I also came up during the golden age of reality television, which must have taught me how to find the filler of others’ days as fascinating as their sex lives, or rather how to relate the two—pretty rookie to figure out who’s sleeping with whom using social media—as well as how to avoid fixating too much on the boundary between real and fake. Part of the idea that Twitter is not “real” comes from the truth: it’s not an accurate reflection of society in total. But there’s nowhere else you can get such a large sample size, and so quickly; as long as you keep the context in mind there’s nowhere better to watch how people behave under certain conditions, particularly if you’re a writer. Human beings are ridiculous—sanctimonious, rude, two-dimensional, so obvious it’s shocking, like children—when they want to be watched, when they’re acting within the endless discrete present tenses that reward self-interest but not self-awareness or preservation.

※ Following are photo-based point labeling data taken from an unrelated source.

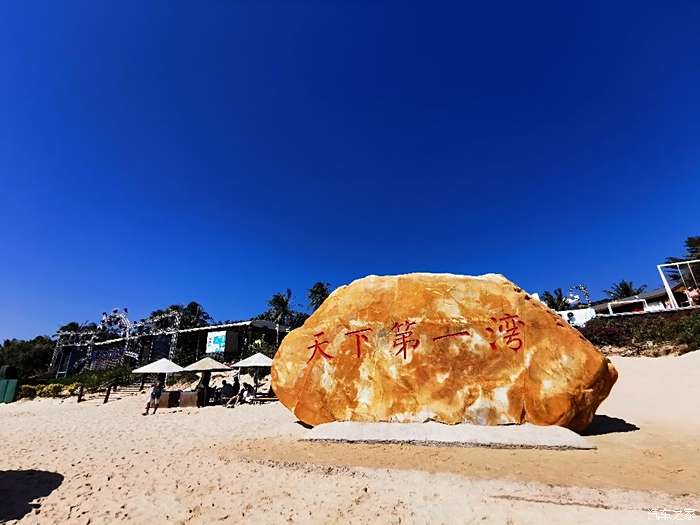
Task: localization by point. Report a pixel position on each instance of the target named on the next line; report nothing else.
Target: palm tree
(624, 289)
(556, 300)
(317, 294)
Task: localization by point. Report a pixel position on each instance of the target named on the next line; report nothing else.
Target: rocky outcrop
(439, 347)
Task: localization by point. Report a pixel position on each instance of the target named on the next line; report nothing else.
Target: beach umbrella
(256, 361)
(162, 366)
(207, 364)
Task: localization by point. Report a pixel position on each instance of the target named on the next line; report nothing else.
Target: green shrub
(27, 391)
(50, 390)
(638, 331)
(94, 379)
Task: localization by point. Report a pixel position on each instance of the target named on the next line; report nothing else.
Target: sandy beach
(92, 463)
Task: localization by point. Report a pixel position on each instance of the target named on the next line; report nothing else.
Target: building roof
(255, 360)
(207, 364)
(256, 323)
(162, 366)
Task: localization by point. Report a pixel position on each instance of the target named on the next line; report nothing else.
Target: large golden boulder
(439, 347)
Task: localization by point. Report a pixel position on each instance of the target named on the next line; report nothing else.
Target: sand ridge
(248, 464)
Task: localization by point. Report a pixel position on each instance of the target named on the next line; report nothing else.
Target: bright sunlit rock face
(440, 347)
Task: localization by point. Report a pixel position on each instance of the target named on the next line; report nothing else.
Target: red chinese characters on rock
(318, 347)
(508, 328)
(402, 337)
(359, 338)
(455, 334)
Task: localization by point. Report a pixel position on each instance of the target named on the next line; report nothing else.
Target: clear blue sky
(161, 152)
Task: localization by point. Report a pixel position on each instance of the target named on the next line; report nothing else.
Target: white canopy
(255, 360)
(162, 366)
(207, 364)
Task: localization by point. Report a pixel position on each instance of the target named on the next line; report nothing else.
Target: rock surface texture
(440, 347)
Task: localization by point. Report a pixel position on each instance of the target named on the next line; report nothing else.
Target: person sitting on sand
(154, 398)
(246, 395)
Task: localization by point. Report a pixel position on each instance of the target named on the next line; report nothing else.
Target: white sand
(248, 464)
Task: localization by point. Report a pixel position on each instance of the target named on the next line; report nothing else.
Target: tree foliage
(556, 300)
(624, 289)
(31, 357)
(192, 315)
(318, 293)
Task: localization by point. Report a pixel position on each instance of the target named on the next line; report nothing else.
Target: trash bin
(8, 389)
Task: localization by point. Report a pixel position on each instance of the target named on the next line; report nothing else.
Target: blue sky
(160, 152)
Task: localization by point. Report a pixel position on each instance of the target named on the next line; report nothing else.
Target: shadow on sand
(19, 487)
(608, 425)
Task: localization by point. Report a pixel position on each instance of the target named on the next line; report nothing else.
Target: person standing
(154, 398)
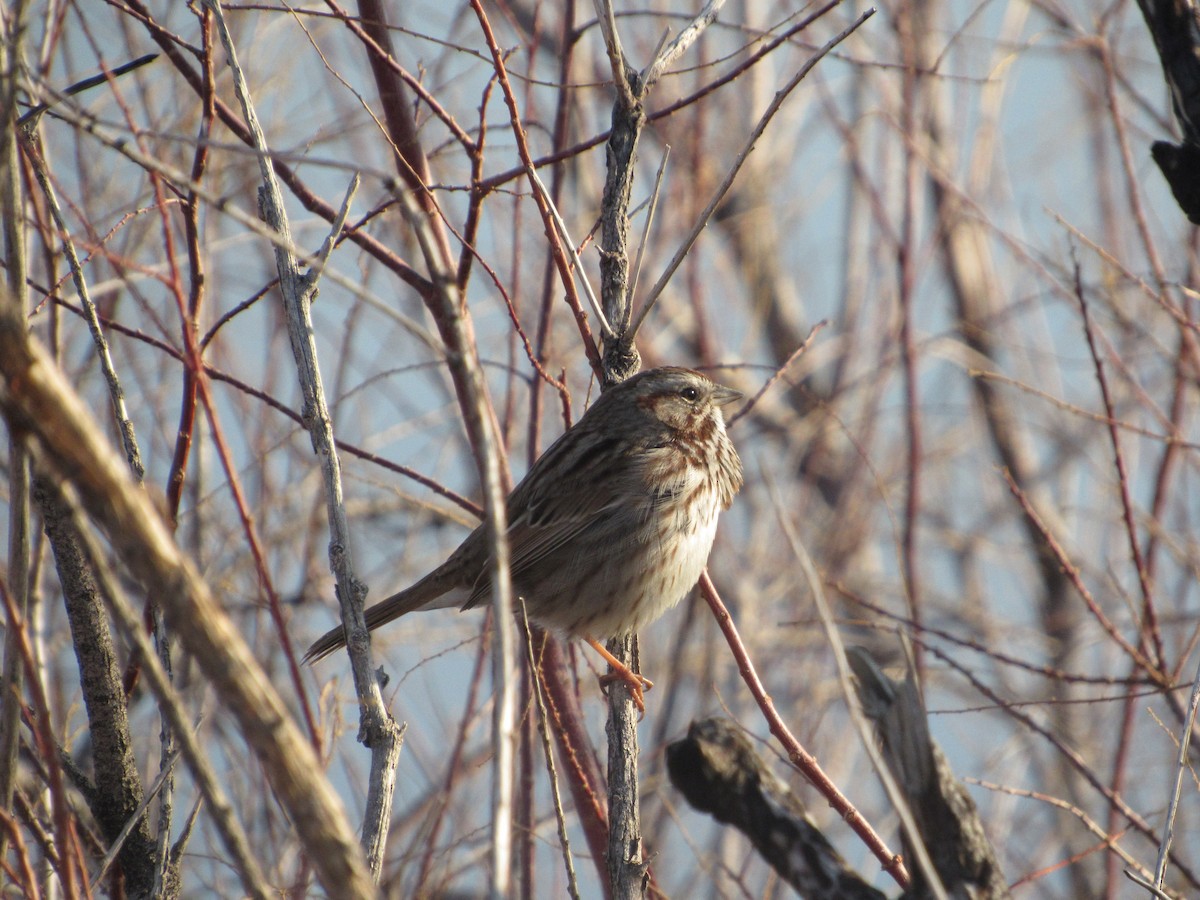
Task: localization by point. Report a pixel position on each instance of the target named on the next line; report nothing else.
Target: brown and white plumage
(613, 523)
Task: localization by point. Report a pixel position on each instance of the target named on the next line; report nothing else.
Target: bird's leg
(635, 682)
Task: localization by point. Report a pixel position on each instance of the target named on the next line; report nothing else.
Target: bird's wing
(574, 487)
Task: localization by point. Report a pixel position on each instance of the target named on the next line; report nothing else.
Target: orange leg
(633, 681)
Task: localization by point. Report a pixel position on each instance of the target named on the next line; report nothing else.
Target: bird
(612, 525)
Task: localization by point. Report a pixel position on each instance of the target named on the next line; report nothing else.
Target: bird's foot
(635, 683)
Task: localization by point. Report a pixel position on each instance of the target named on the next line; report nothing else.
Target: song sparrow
(612, 525)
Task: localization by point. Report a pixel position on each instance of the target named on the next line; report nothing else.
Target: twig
(899, 801)
(378, 730)
(539, 691)
(724, 187)
(646, 234)
(779, 372)
(802, 759)
(665, 55)
(1181, 766)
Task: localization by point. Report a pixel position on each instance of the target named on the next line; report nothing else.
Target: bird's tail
(436, 591)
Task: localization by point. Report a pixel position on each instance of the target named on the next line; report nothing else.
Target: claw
(634, 682)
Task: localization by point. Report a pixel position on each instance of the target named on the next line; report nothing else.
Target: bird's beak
(723, 395)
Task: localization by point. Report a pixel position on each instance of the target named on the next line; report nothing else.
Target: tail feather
(433, 592)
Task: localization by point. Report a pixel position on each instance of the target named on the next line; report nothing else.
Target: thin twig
(802, 759)
(539, 693)
(899, 802)
(646, 234)
(727, 183)
(1181, 766)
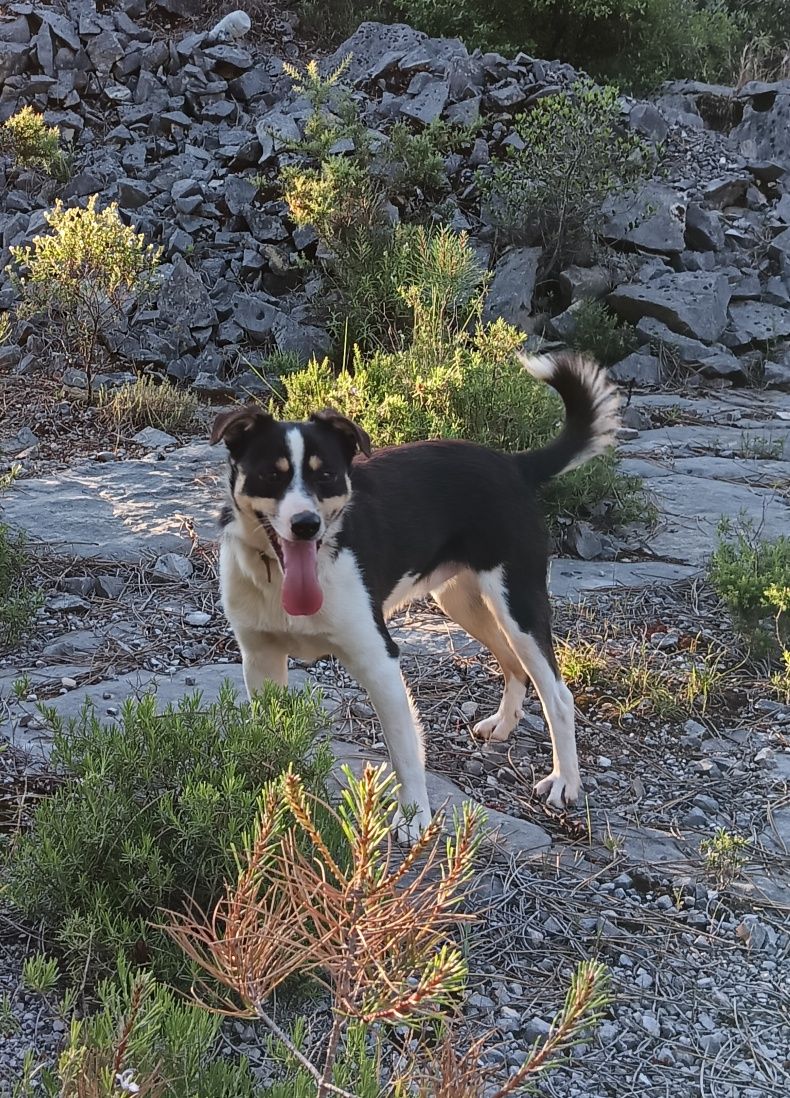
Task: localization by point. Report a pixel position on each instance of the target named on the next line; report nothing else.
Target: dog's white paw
(497, 728)
(409, 825)
(560, 788)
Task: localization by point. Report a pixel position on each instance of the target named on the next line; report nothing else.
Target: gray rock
(723, 363)
(757, 322)
(765, 134)
(10, 356)
(255, 315)
(154, 438)
(13, 58)
(173, 566)
(109, 586)
(654, 219)
(104, 49)
(374, 47)
(185, 300)
(645, 119)
(779, 248)
(585, 541)
(124, 511)
(304, 340)
(777, 376)
(564, 324)
(282, 129)
(15, 30)
(133, 193)
(726, 191)
(703, 230)
(583, 283)
(507, 96)
(692, 303)
(688, 351)
(638, 369)
(512, 287)
(67, 603)
(427, 105)
(77, 584)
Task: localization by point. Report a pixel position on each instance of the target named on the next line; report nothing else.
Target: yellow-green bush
(32, 144)
(80, 278)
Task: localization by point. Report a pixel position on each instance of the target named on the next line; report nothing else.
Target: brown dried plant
(374, 927)
(371, 925)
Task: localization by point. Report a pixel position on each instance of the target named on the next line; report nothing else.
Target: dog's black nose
(306, 525)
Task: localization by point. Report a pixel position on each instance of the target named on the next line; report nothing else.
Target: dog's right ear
(235, 427)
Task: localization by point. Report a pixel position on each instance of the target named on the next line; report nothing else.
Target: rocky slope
(187, 134)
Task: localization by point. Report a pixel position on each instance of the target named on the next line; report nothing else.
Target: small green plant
(753, 576)
(760, 447)
(148, 815)
(334, 118)
(780, 680)
(455, 383)
(725, 854)
(40, 973)
(415, 158)
(638, 43)
(82, 277)
(142, 1040)
(20, 687)
(148, 403)
(574, 157)
(32, 144)
(599, 333)
(9, 1022)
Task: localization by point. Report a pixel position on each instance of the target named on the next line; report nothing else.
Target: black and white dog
(322, 539)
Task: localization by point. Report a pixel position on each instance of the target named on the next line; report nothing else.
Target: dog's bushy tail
(591, 413)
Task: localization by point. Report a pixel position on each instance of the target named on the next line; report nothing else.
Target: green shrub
(574, 157)
(82, 277)
(147, 817)
(148, 403)
(466, 387)
(32, 144)
(638, 43)
(599, 333)
(142, 1039)
(753, 576)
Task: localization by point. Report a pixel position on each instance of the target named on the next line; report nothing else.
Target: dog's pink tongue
(301, 594)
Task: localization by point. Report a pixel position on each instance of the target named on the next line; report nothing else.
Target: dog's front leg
(380, 675)
(263, 660)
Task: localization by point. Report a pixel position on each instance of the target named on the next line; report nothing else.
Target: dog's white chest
(252, 596)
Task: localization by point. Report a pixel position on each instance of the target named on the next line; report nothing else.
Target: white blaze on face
(297, 499)
(301, 591)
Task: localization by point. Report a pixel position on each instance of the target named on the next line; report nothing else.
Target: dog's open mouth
(299, 560)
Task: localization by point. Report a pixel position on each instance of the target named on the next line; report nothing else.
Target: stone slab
(123, 511)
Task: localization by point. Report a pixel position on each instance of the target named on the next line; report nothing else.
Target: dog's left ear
(352, 432)
(234, 427)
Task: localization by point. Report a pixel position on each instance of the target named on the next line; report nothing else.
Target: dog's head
(292, 480)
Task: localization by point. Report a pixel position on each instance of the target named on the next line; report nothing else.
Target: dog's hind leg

It’s harder for a writer to get this material merely by “overhearing” it, and besides that’s a genre of Twitter thread—the shamelessly extended eavesdrop. In any case, there’s a sense among writers who are “extremely online” that we have to be on Twitter for work, and it’s not true—but it does help. Even obnoxious self-promotion tends to get you more freelance work—the websites are always half-empty—and more importantly to “log off” would mean losing step with much of the world. Look at the most notorious dissenter, Jonathan Franzen. His most recent novel, Purity, in which he attempted to address some of the issues of the internet, was not very good, because although he can identify the systemic problems, he refuses—to use a social-media word—to “engage” with the details of the system that would affect the characters of his novels. It’s an approach that would serve him better on Twitter. (That’s also irony.) Even writers who purport to “not do social media” will later reveal that they’ve started anonymous accounts, which allow them to look at it about as much as anyone else. Others who seem relatively inactive are often lurking. You can tell because they often casually mention they saw your recent tweets.

Posing into the Void

As for the matter of politics: when I post a political message on social media, I may be raising slight consciousness, but it depends on who and how many my followers are—most of mine are fellow writers and media professionals and unknown men who, I have to assume, given this was my intention in choosing it, have been at least somewhat seduced into reading my daily musings by my profile photo, which, not unlike when I was fourteen, depicts me as a woman with sex hair and a pouty mouth. My only hope of exposing my selfless socialist feminist beliefs to a wider audience is to go viral, which is more likely to happen if I am direct and dumbed down—do not screenshot this and mock it—which would, like a game of telephone, expose incomplete versions of my selfless socialist feminist beliefs to two main groups of people: those who will not investigate them further to learn more about them, and those who will hate them, will never be convinced of them, and are thus compelled to insult me, if not call for my death in more frightening terms than the retreating passive aggression of my friendly acquaintances/colleagues. But, of course, it’s foolish to lament the level of discourse on Twitter—what else would you expect?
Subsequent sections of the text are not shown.